Photo by Chloe Scheffe
Chuck Klosterman uses words like abject, schism and ungulate. I sulkily admit I had to look up their meanings. Reading a half hour of Chuck Klosterman's disquisitional essays in A Decade Of Curious People and Dangerous Ideas is mind-blowing on this level. I assume a well-thumbed thesaurus is always with him; but I have no proof beyond his particular, intellectual and varied, speech staccato peppering all his work. I'm in awe, but not in love.I'm alone in my lovelessness - there are those who are head over heels: two friends of mine are crushing on Chuck because, as Lauren Salazar from Daily Intel put it, he's got a 'nerdy hotness' about him that makes you sympathize with his wistful fictional characters (he says that "No one ever has sex in his books because he identifies more with people being rejected") and quirky personal real-life stories.
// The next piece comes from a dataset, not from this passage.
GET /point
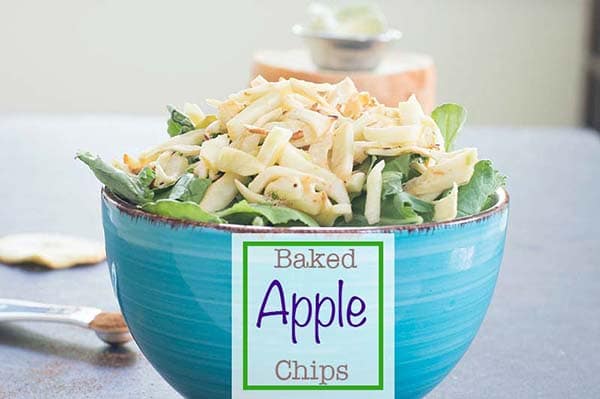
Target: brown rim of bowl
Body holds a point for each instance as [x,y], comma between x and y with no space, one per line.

Just select a piece from Sex, Drugs and Cocoa Puffs, a running commentary on pop culture and its icons - an extension of his comprehensive work - and you'll find a man colored by hilarious juvenile tales and a keen awareness of how to translate what happens around him into a contextualized concept.
Although Chuck states that no one can really write an objective piece because it's based on the author's "subjective objectivity," he nevertheless strikes a chord with partakers of pop culture; I think that chord is a collective sense of cynism. In his own words, "I think there's an element of cynicism in my writing, but I'm an optimistic cynic."